This March, thousands of college-aged Americans will descend upon the global south for Spring Break. Their goals are not to binge drink or party, but rather to help impoverished communities with short term service projects. This type of volunteer tourism is supposed to be a win-win: college students learn about poverty and development while providing a service to poor communities, usually through small scale infrastructure projects or education classes. While these projects are well-intentioned, it is important to critically evaluate their long-term impact and shortcomings.
Break Away, an organization that promotes alternative breaks, states that 72,000 students participated in alternative breaks in 2010, though it does not differentiate between domestic and international travel. That’s nine9 times as many people who serve in the Peace Corps each year and 11 times the number of AmeriCorps VISTA volunteers.
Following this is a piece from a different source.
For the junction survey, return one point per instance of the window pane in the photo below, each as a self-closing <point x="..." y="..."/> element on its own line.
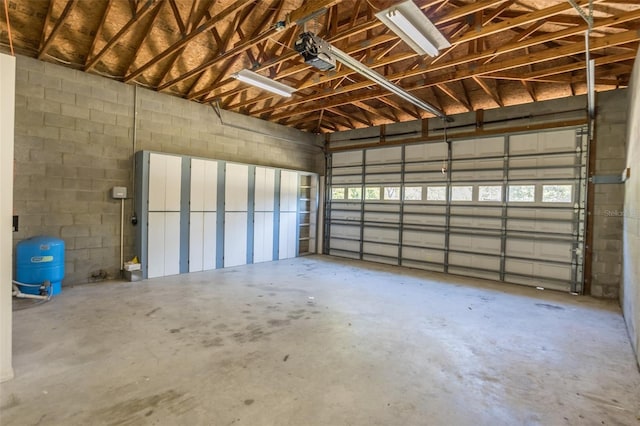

At its best, volunteering for a week during Spring Break may open students’ eyes to the difficulties associated with development and the way that poverty manifests itself abroad. Afterwards, they may become life-long advocates for poverty reduction or consider development work as a career. In some cases, funding provided by such programs may help poor communities realize a goal and instigate lasting positive change.
Despite this, volun-tourists are often under-prepared and under-trained in the more subtle aspects of development work, such as using appropriate technology, the ability to adequately train locals, and the ability to monitor the long-term sustainability of a project. Additionally, when volun-tourists travel in groups of college-aged peers, the incentive to revert to traditional Spring Break behavior may be too hard to resist. Even if the project is well-designed and supported by local organizations, some volunteers may behave inappropriately. If you are planning to participate in an Alternative Spring Break, or volun-tourism in general, here are some ideas to maximize the positive impact of your service:
1. Don't use inappropriate technology:
If the group is providing technical assistance for a project as engineers or field specialists, ensure that the project design is appropriate and works with locally available materials, or materials that can be easily replaced. While living in Panama, I've seen several examples of well-intentioned specialists helping with a project design who turned out being more interested in beefing up their own resumes than sincerely building something that would work well given the constraints of the community.
2. Don't forget to research alternative spring break options diligently:
Make sure that the intermediary organization has a lasting relationship with the local organization. The institution should be accustomed to receiving volunteers on a rolling basis throughout the year. Many conservation projects have good models for receiving volunteers to help in animal refuges and protection projects. Plus, animals don’t have culturally-related stigmas and readily accept all people, regardless of their day-to-day behavior.
3. Do not be careless about drinking with locals:
Yes, drinking and getting to know locals is part of the draw of taking a trip abroad ... but since the goal is volunteer work, there are certain lines that shouldn't be crossed. The norms for drinking are completely different in other countries than in our own. Given the context, you may have to decide the appropriate amount you are willing to consume with community members present. Keep in mind that the rates of alcohol or spousal abuse may be higher, and drinking may send the wrong message about community health and personal responsibility.
4. Don’t engage locals in sexual relationships:
Just don’t do it. First of all, it can be difficult to determine locals’ ages. Second, they may be married or have children and not be forthcoming with this information. Lastly, volunteers have the privilege of returning to their home country at the end of the week without having to consider the impact of their actions after their visit ends.
5. If possible, stay a while:
Though week-long stints may help open students’ minds to development challenges abroad, the way to get the most out of it for both the participant and the community or organization is to stay longer. Only spending a week learning all of the ins and outs of a culture is simply not long enough. Many organizations that offer alternative spring break options, such as Projects Abroad and i-to-i Volunteering, also have long-term volunteer programs. If you don’t want to spend a lot of many, helpx.net lists international volunteer opportunities.
Finally, all Americans should travel abroad at some point in their lives. A recent article by Jack Fischl states how dire the situation is: only 36% of Americans owning passports. For us, it is worthwhile no matter how long we spend in a place because we get to see a new culture, try tnew food, and dabble in a local language. But it is important to question whether your experience is as valuable for the community intended to be served. Bad development work and needless giving can prevent future, longer-term, and more sustainable projects from having an impact. American college students need to be aware of this fact and make Spring Break decisions accordingly.